11 People That Joe Scarborough Should Meet Before Writing Another Column On The Deficit
MSNBC host and POLITICO columnist Joe Scarborough has a piece up today titled Paul Krugman vs. The World. It's about Paul Krugman's ostensibly contrarian views on the deficit and the national debt.
Here's how it's teased on the POLITICO homepage.
The article says: Paul Krugman favors running deeper deficits, but folks like the chief of the Council on Foreign Relations, Erskine Bowles, Scarborough himself, Mika Brzezinski, Steven Rattner, and former Joint Chief chairman Michael Mullen all disagree with Krugman.
Note that zero of the above people are "economists" let alone mainstream economists.
But actually there are plenty of economists and economically-literate minds who think that, to varying degrees, the deficit is not what we should be worrying about.
For Joe Scarborough's sake, here's a list of people. With each we've linked to comments they've made about their (lack of) worry about the deficit.
- Goldman chief economist Jan Hatzius
- Nomura economist Richard Koo
- Brad Delong
- Alan Blinder
- Martin Wolf
- Larry Summers
- James Galbraith
- Robert Reich
- Bruce Bartlett
- John Makin (a conservative AEI scholar with a new paper out today on the danger of overhyping deficit fears!)
- Rep. Jerry Nadler (not an economist, but as knowledgeable on economics as anyone up on Scarborough's list).

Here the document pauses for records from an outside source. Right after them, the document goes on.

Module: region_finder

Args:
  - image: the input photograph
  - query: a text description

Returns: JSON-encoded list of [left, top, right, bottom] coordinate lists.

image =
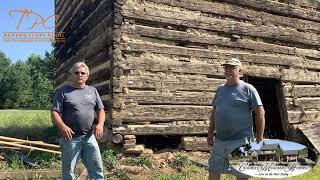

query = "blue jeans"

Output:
[[60, 135, 104, 180]]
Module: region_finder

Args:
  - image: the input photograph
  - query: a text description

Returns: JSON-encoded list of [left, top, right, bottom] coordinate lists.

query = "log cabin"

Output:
[[55, 0, 320, 158]]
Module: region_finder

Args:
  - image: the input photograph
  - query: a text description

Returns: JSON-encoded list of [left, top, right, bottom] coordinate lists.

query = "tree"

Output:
[[0, 52, 11, 109]]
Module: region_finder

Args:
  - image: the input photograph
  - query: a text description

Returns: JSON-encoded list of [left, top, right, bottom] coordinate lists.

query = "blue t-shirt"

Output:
[[212, 81, 262, 141], [52, 86, 104, 137]]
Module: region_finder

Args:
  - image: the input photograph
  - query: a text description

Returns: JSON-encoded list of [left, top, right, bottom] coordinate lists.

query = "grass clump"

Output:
[[173, 153, 190, 169]]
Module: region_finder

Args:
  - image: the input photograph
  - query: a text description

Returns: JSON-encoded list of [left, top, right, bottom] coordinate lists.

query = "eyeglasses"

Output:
[[73, 71, 86, 75]]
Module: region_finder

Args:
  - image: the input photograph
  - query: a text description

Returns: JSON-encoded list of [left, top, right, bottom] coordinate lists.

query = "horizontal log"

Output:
[[223, 0, 320, 22], [121, 57, 280, 78], [113, 73, 225, 92], [285, 97, 320, 111], [180, 136, 212, 151], [281, 69, 320, 83], [288, 111, 320, 124], [283, 85, 320, 97], [122, 5, 320, 45], [120, 42, 320, 69], [121, 24, 320, 58], [148, 0, 320, 32], [298, 122, 320, 153], [282, 0, 320, 10], [115, 90, 214, 106], [56, 0, 112, 59], [112, 105, 212, 123], [114, 124, 209, 135], [90, 80, 111, 96]]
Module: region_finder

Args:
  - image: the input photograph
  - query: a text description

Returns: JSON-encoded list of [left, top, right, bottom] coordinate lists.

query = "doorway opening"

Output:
[[244, 76, 287, 139]]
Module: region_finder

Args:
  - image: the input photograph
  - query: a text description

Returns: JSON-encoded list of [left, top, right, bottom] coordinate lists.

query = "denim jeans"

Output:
[[60, 135, 104, 180]]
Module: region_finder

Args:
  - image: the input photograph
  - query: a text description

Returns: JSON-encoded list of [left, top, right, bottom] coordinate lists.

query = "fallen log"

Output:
[[0, 140, 61, 154]]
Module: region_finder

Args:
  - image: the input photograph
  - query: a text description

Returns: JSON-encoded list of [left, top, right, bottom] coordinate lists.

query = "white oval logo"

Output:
[[228, 139, 317, 178]]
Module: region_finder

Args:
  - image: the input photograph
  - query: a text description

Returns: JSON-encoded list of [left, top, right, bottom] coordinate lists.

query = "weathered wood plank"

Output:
[[285, 97, 320, 111], [223, 0, 320, 22], [281, 68, 320, 83], [91, 80, 111, 95], [283, 0, 320, 10], [122, 5, 320, 45], [56, 16, 112, 74], [56, 0, 112, 59], [121, 24, 320, 59], [288, 111, 320, 124], [120, 42, 320, 69], [112, 105, 212, 122], [148, 0, 320, 32], [114, 124, 209, 135], [180, 136, 212, 151], [115, 90, 214, 106], [113, 73, 225, 92], [283, 85, 320, 97], [117, 57, 280, 78]]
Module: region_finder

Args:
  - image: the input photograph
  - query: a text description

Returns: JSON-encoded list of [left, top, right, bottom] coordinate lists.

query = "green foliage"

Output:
[[173, 153, 190, 168], [0, 52, 54, 109], [125, 155, 153, 168]]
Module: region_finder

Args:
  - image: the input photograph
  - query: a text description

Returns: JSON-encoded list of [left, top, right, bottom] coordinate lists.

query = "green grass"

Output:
[[0, 110, 57, 140], [0, 110, 52, 128]]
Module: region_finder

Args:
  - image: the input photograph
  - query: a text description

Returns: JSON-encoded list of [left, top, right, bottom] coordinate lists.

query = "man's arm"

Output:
[[95, 109, 106, 139], [254, 106, 265, 142], [207, 108, 215, 146], [51, 111, 74, 141]]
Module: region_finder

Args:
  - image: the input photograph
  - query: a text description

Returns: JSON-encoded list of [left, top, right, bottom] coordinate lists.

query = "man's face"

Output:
[[224, 65, 241, 80], [72, 67, 89, 84]]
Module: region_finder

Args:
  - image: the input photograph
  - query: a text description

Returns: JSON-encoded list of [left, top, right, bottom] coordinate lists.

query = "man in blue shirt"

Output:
[[52, 62, 105, 180], [208, 58, 265, 180]]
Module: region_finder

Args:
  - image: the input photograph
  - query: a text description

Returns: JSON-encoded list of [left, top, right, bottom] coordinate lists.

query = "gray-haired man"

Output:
[[52, 62, 105, 180]]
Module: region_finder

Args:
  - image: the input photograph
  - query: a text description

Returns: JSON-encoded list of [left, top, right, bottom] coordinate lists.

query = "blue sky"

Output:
[[0, 0, 54, 62]]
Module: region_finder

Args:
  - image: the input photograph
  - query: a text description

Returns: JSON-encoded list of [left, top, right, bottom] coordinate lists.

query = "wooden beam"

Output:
[[180, 136, 212, 151], [120, 42, 320, 69], [285, 97, 320, 111], [283, 85, 320, 97], [114, 124, 209, 135], [122, 5, 320, 45], [117, 57, 281, 78], [120, 24, 320, 58], [112, 105, 212, 123], [223, 0, 320, 22], [282, 0, 320, 10], [115, 90, 214, 106], [281, 68, 320, 84], [288, 111, 320, 124], [148, 0, 320, 32], [113, 73, 226, 92]]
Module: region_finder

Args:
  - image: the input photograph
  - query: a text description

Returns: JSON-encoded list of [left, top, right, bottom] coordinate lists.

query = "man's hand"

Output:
[[207, 135, 213, 146], [95, 124, 104, 139], [60, 125, 74, 141]]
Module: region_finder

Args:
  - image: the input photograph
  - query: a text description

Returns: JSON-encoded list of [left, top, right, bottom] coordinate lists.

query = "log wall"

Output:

Anyway, that was just a partial list, but one that covers conservatives, liberals, Wall Street economists, and former government officials.
Note that several of them, including Paul Krugman himself, do acknowledge long-term issues arising from health care costs, so even the idea that Krugman wants to do nothing is a falsehood.
The issue is not as one-sided as Scarborough believes.